11/23/2025
PART 2 — “Beginning the Unraveling"
To understand my story, we have to go backwards even more before we go forward.
I don’t remember much of my childhood, except the routines.
Every vacation was the same. The same beach, the same condo, the same rhythm.
Maybe that’s why I clung so tightly to the few things that felt like mine. Clogging and horseback riding.
I started clogging in third grade and it came naturally to me. Looking back, I probably didn’t appreciate it the way I should have. When something is easy for us, we don’t realize it may be hard for someone else.
Childhood doesn’t give us the lens to understand that kind of privilege.
For years I danced, competed, and loved it, until one day I overheard money conversations my parents never intended for me to hear.
In my young mind, I decided I was a burden.
If I quit the things that cost money, maybe I would help them.
And just like that, without realizing it, I stepped into a role I never asked for: the easy one, the strong one, the one who doesn’t cause problems.
We don’t realize how early we begin performing the roles that shape our subconscious for decades.
My brother was a year ahead of me in school, two years older.
When he got his license, he became my world. My ride, my influence, the person whose approval meant everything.
We don’t talk enough about how much power siblings have over our identity.
How we rebel, how we behave, what we believe, and how we see ourselves, it’s often shaped by them more than by our parents.
The older sibling carries an unseen responsibility.
They’re expected to set the tone, to model the behavior, to “know better.”
And when they don’t, resentment, jealousy, and hidden wounds pile up quietly in the corners of a family.
I wanted my brother’s approval more than anything.
But often, I found myself defending myself against his anger.
Somewhere in that season, I lost the version of myself I had known.
And then, at fourteen, something happened that forever changed me.
I didn’t have the tools or the maturity to process it.
I tried to make sense of what couldn’t be explained.
I convinced myself it was love, that it meant something, that maybe I was the problem.
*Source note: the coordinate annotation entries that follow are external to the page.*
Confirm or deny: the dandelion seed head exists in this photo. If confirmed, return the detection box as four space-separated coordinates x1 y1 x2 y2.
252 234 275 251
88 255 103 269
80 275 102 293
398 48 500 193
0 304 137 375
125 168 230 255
I protected the secret, not knowing it was slowly unraveling me.
Teenagers don’t have rational self-talk. They only have survival instincts.
So I did what many hurting kids do….. I built walls. I went numb.
I hid inside myself.
Every new disappointment, every rejection, every harsh word reinforced that internal voice that whispered:
See? You’re not enough. See? This is who you are now.
Secrets become shackles.
And the longer we hold them, the darker the place we retreat to.
By the time I reached the end of high school, I didn’t know who I was anymore.
To this day, I’m not sure how I even graduated.
I look back at that girl with equal parts heartbreak and compassion. I was destroying myself long before any consequences finally caught up to me.
And then everything changed.
Before my consequences found me, I found out I was pregnant.
Shock. Fear. Shame.
The idea of becoming a mom felt impossible. How could I take care of someone else when I couldn’t take care of myself?
I had prayed so many times for God to rescue me from the place I had fallen into. But pregnancy was not the rescue story I imagined.
But God’s rescue rarely looks like what we expect. The thing I feared most became the very thing that saved me. Motherhood forced me onto a path I never would’ve chosen on my own.
It held up a mirror, one I could no longer run from.
And it began the long, painful, beautiful work of becoming the best version of myself.
It’s strange how the bottom, those moments we never wanted, never expected, never felt ready for, always end up becoming the very thing that pushes us into our next version.
Long before the breaking point ever arrives, there are quiet prayers, whispered thoughts, sleepless nights, and conversations with God we don’t even realize we’re having.
And then something happens, one moment, one loss, one shift, and suddenly we’re forced to grow into the very strength we asked Him for.
When we look back, it’s usually the hardest seasons that activated the best ones. The heartbreak that humbled us.
The betrayal that awakened us. The disappointment that redirected us. The loss that taught us to rise.
But even in the good seasons, complacency eventually finds us.
We get comfortable. We stop stretching. We forget we were built for more.
And just when we think we’ve “arrived,” God nudges us into another becoming. Because the truth is, we do end up with the very things we prayed for… we just never get them in the way we imagined.
His route is rarely pretty, never predictable, but always purposeful. Every lesson becomes a blessing. Every breaking becomes a building. Every valley becomes preparation for the next mountaintop.
And maybe that’s the point. God isn’t just answering prayers.
He’s shaping us into the person who can carry the answers.